# Religiøs Kult Estate, Scotland - Sept 15



## Stussy (May 8, 2016)

I haven't posted for a while, been pretty busy with Euro explores and finding new explores (more to come), but realised I hadn't posted this lovely little location from last year.

The pics are from my first visit and a couple visits with friends I took here. The site is a very strange place, the images I am posting are from what I have called the main Cottage, a lovely hand built chapel (by the former resident)and the Garden Room.

Hope you enjoy this place as much as I do!

The Cottage.


























The Chapel














The Garden Room

From my first visit.














Revisit



















If you made it this far, thanks for looking!​


----------



## UrbanX (May 8, 2016)

Stunning photos of what looks a really strange place. 
Love it, thank you so much for sharing


----------



## Sam Haltin (May 8, 2016)

Superb photographs. I don't think it was a cult cottage, it looks like the folks were deep in their religion. I like the photos of the family members, looks like they go way back to the 1890s. I noticed a spectacle box with Duncan & Todd on it, so the opticians have been going for a long time as well.


----------



## HughieD (May 8, 2016)

That is a sensationally good location and absolutely fab pictures...


----------



## Vertigo Rod (May 9, 2016)

Absolutely fantastic set of photos. Superb location. Thank you for sharing & looking forward to seeing your Euro explores!


----------



## smiler (May 9, 2016)

That's a bit special Stussy, I loved it, Thanks


----------



## Stussy (May 9, 2016)

Hugh Jorgan said:


> Superb photographs. I don't think it was a cult cottage, it looks like the folks were deep in their religion. I like the photos of the family members, looks like they go way back to the 1890s. I noticed a spectacle box with Duncan & Todd on it, so the opticians have been going for a long time as well.

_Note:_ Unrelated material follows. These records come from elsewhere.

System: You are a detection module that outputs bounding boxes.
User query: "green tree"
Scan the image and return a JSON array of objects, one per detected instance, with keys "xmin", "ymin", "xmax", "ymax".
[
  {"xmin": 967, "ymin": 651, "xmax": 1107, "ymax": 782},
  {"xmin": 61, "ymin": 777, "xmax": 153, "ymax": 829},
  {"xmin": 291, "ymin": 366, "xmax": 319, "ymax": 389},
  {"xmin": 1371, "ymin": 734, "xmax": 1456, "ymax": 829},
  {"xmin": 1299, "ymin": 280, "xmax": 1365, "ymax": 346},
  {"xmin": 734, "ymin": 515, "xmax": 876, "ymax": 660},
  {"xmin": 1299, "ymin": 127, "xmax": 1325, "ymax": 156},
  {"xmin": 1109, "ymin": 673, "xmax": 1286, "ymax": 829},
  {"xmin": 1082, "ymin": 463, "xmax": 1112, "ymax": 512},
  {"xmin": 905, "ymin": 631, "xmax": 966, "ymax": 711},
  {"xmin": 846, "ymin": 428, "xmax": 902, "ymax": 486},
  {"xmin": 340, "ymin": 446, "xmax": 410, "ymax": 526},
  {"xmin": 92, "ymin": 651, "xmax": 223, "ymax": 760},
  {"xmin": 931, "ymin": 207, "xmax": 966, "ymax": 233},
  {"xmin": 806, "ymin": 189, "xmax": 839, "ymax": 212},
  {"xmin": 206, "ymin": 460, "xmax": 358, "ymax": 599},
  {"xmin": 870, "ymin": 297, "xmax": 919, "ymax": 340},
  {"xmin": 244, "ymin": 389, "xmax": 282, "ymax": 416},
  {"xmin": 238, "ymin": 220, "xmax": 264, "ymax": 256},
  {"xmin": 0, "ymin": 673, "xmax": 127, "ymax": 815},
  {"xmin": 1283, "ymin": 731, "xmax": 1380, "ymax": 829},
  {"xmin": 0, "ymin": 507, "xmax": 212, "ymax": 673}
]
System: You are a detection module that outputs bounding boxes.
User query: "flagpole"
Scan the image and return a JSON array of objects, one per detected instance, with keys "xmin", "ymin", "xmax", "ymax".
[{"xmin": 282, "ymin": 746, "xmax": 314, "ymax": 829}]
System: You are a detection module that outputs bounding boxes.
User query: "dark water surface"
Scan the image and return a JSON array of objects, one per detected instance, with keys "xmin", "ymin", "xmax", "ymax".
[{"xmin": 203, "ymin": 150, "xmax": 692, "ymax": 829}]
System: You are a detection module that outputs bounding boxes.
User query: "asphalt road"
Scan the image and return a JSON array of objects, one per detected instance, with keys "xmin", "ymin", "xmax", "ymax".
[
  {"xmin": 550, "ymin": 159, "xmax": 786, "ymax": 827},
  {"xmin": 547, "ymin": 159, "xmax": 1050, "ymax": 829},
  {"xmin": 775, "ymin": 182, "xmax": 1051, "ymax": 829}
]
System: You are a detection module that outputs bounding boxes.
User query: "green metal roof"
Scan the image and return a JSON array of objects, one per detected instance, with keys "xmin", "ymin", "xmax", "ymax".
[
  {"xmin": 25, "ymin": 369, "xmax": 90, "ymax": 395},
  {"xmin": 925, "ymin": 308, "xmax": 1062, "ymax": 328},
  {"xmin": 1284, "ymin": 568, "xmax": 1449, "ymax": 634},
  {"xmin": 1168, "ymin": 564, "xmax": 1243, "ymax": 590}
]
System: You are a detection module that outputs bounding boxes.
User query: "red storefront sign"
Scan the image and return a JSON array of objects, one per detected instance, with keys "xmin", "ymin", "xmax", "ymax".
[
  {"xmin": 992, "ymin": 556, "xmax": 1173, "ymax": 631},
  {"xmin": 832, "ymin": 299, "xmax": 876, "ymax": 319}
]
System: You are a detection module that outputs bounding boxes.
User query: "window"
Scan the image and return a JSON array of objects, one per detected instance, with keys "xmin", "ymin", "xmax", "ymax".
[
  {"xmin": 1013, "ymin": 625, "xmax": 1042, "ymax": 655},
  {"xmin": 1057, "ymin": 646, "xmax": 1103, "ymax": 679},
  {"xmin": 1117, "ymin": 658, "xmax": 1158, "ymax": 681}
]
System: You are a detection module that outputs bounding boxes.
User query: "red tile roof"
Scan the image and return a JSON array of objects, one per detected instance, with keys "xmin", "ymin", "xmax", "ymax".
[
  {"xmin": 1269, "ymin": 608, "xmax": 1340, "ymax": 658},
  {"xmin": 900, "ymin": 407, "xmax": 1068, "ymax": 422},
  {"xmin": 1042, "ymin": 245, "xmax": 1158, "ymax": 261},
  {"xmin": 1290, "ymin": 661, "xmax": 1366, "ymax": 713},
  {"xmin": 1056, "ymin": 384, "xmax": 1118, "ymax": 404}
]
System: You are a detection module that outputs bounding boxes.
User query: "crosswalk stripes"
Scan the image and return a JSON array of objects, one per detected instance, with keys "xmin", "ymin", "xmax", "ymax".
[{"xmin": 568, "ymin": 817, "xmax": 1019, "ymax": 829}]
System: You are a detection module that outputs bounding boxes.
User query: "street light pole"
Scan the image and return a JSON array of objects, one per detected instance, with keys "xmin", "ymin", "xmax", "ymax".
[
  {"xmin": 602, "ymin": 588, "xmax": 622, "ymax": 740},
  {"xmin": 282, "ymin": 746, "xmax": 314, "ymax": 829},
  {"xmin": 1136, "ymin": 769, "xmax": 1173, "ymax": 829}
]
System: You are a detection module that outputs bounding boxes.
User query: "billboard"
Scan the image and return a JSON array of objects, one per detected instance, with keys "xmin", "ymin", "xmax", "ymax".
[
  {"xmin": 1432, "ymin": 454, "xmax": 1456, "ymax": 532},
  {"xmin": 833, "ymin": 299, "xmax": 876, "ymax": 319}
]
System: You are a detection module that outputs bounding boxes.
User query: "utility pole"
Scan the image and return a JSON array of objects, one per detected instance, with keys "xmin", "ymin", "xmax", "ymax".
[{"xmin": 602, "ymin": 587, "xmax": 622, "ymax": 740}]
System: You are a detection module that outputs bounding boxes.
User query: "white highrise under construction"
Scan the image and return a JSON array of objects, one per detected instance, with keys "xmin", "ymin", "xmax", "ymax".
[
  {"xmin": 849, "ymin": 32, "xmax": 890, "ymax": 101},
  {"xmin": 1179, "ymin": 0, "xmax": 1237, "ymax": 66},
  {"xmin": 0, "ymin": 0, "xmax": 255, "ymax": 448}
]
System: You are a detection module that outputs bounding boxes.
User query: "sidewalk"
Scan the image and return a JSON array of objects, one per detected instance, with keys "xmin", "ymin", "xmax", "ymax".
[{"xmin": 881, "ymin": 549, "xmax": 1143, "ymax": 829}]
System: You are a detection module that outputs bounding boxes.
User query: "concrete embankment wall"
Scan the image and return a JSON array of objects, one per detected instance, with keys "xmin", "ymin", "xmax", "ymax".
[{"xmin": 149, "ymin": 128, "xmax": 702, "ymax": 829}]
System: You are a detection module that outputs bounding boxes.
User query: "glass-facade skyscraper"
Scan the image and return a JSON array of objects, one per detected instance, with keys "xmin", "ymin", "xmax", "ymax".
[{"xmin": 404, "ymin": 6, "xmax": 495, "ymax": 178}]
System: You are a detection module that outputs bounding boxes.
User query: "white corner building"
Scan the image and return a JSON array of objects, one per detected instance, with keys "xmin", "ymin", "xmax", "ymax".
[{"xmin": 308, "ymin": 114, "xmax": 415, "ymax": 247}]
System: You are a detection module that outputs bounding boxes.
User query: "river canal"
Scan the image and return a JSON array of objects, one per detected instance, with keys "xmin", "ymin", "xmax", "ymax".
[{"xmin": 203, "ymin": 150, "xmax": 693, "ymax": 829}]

If you were ever to see the site you would see my thinking, Yes they were very religious, but aren't all religions, a form of cults anyway, well in my atheist head they are!


----------



## Stussy (May 9, 2016)

Vertigo Rod said:


> Absolutely fantastic set of photos. Superb location. Thank you for sharing & looking forward to seeing your Euro explores!



Thanks, I will try get a few uploaded!


----------



## Rubex (May 9, 2016)

This is absolutely amazing Stussy, such lovely things in there  excellent find!


----------



## flyboys90 (May 9, 2016)

Superb photos of a really very interesting site..touch of the Jacobite's I think absolutely amazing.


----------



## Judderman62 (Jun 13, 2016)

well that's just fooking amazing fella


----------



## Gramm (Jun 14, 2016)

Nice pics but how did the bureau with the red velvet chair in front of it in image one clear itself of all the clutter in image three ,


----------



## tazong (Jun 15, 2016)

Simply stunning - loved the photos - just amazing


----------



## scribe (Jun 17, 2016)

Intriguing place, must have a great story behind it. Nice shots too.


----------



## Stussy (Jun 21, 2016)

Gramm said:


> Nice pics but how did the bureau with the red velvet chair in front of it in image one clear itself of all the clutter in image three ,



Well that would of been having a little tidy up, if you look at the side cabinet, it improves a bit too.


----------



## Trinpaul (Jul 9, 2016)

Wonderful! That's really amazing. Somebody's family history is lying down there waiting to be reclaimed.


----------